SQM also produces iodine and potassium, used in X-rays and fertilizers respectively.
Companies with two characteristics generally make the best candidates for stocks to buy and watch, according to CAN SLIM guidelines. First, they need a strong track record of earnings growth. Second, they should be technically strong and be shaping bullish chart patterns.
Most of the new EV startups have neither. Those EV stocks include Fisker (FSR), Canoo (GOEV), Faraday Future (FFIE), Lordstown (RIDE) and Xos (XOS). In fact, many of the startups aren’t producing electric vehicles yet.
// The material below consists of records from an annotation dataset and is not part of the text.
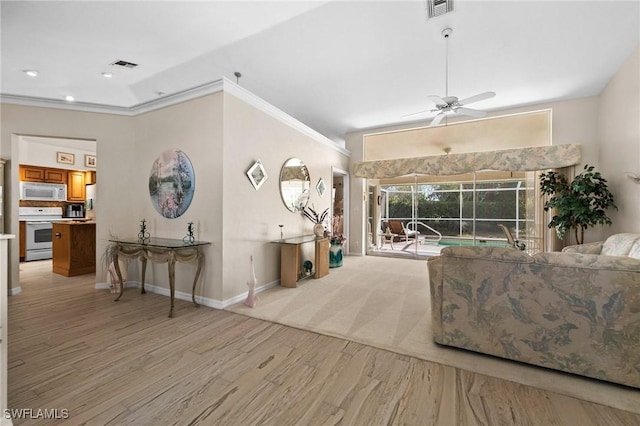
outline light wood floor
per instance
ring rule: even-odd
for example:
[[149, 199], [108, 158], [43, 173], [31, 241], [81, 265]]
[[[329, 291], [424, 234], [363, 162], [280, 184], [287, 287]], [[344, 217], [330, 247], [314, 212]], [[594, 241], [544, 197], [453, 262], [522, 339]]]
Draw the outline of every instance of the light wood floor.
[[169, 319], [167, 297], [128, 290], [113, 302], [93, 276], [48, 271], [25, 266], [23, 292], [9, 298], [9, 407], [66, 409], [67, 424], [640, 424], [610, 407], [183, 301]]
However, Lucid Motors (LCID) and Rivian Automotive (RIVN) have begun selling their first EVs.
Meanwhile, Chinese EV startups like Nio (NIO), Xpeng (XPEV) and Li Auto (LI) sell tens of thousands of vehicles, but remain unprofitable for now. Then there are legacy auto giants like General Motors (GM), Ford (F) and China’s BYD Co. (BYDDF) that are transforming into EV powerhouses.
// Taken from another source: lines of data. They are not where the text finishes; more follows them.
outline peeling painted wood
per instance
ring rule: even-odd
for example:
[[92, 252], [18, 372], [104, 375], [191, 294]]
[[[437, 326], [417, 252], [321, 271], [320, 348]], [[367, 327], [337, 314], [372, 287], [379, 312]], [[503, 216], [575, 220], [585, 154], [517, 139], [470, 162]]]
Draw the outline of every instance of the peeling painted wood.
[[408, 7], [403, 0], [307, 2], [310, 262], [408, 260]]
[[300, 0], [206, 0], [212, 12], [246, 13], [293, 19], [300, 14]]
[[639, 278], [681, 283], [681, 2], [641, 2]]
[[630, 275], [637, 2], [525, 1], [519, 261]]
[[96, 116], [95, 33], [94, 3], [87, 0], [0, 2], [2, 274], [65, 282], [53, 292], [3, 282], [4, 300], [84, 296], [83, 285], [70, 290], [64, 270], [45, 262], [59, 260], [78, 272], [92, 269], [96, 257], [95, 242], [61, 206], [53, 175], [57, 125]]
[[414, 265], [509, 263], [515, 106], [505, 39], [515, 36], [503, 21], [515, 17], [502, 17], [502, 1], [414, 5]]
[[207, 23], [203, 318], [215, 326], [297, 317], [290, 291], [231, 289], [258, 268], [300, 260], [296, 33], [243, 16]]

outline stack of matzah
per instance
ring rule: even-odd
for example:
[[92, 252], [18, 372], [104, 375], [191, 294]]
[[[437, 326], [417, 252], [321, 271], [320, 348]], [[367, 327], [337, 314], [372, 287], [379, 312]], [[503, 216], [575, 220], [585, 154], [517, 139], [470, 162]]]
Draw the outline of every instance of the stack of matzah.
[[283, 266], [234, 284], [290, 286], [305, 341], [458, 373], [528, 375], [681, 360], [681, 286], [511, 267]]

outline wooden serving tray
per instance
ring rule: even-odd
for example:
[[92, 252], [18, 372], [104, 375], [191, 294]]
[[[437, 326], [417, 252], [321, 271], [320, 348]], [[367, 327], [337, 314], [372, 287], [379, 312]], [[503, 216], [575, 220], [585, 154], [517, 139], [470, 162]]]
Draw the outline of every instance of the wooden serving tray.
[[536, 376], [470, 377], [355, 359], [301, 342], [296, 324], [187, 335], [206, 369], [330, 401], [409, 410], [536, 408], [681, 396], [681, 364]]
The growing universe of EV stocks doesn’t end with carmakers. A constellation of other companies provide car batteries, car charging stations, electric motors and other EV-related products. Among them are ChargePoint (CHPT), EVgo (EVGO), Blink Charging (BLNK) and Wallbox (WBX).
Hyliion (HYLN) is developing electric powertrains for big-rig trucks. Romeo Power (RMO) makes battery packs for commercial EV fleets. QuantumScape (QS) targets solid-state lithium metal batteries.
Magna (MGA) supplies battery enclosures and e-drive gearboxes. It’s also an EV contract manufacturer.